Tchad : Défis des MPME pour financement et formalisation
Tchad : Défis et Solutions pour les Micro, Petites et Moyennes Entreprises (MPME)
Le 27 juin marque la célébration annuelle de la Journée mondiale des micro, petites et moyennes entreprises (MPME), une occasion pour mettre en lumière leur rôle primordial dans l’économie mondiale. Cette journée, officialisée par l’Assemblée générale des Nations unies en 2017, met en exergue les principaux obstacles auxquels ces entreprises font face, spécialement dans des contextes comme celui du Tchad.
Au Tchad, les MPME constituent la majorité du tissu économique et sont essentiellement représentées par des artisans, commerçants et petites structures. Cependant, elles rencontrent des défis significatifs entravant leur développement et compétitivité. Allaramadji Natoïtra, directeur général de Bet Al-Nadjah, souligne les principaux obstacles : l’accès limité au financement, la lourdeur administrative et un déficit de compétences managériales.
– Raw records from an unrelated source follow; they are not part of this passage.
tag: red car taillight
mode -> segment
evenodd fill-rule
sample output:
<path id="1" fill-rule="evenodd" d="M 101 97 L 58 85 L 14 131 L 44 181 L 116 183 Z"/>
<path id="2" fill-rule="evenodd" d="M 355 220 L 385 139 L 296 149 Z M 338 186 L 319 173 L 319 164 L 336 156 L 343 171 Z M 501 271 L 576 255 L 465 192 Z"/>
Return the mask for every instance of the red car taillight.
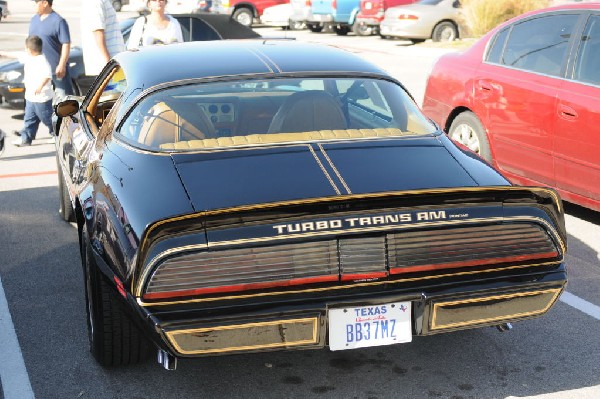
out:
<path id="1" fill-rule="evenodd" d="M 334 10 L 337 9 L 337 1 L 336 0 L 333 0 L 331 2 L 331 8 L 333 8 Z"/>
<path id="2" fill-rule="evenodd" d="M 398 19 L 416 21 L 419 19 L 419 17 L 417 15 L 413 15 L 413 14 L 400 14 L 400 15 L 398 15 Z"/>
Près de 90% des entreprises tchadiennes opèrent dans le secteur informel, ce qui restreint leur accès aux marchés publics et freine leur développement. Selon Natoïtra, la formalisation représente un véritable défi. Les exigences bancaires, telles que la présentation d’états financiers certifiés, sont souvent hors de portée pour ces petites structures. De plus, les coûts et la complexité des procédures de formalisation découragent de nombreux entrepreneurs.
Malgré ces défis, des initiatives locales tentent de contrer ces obstacles. Bet Al-Nadjah a mis en place plusieurs dispositifs pour accompagner les entrepreneurs. La Maison de la petite entreprise offre un soutien technique, tandis que Hub IT apporte une aide technologique. Les services proposés subventionnent jusqu’à 90% des coûts de prestations et incluent un prêt d’honneur à taux zéro sans garantie, destiné à pallier le manque de garanties financières et de comptabilités certifiées.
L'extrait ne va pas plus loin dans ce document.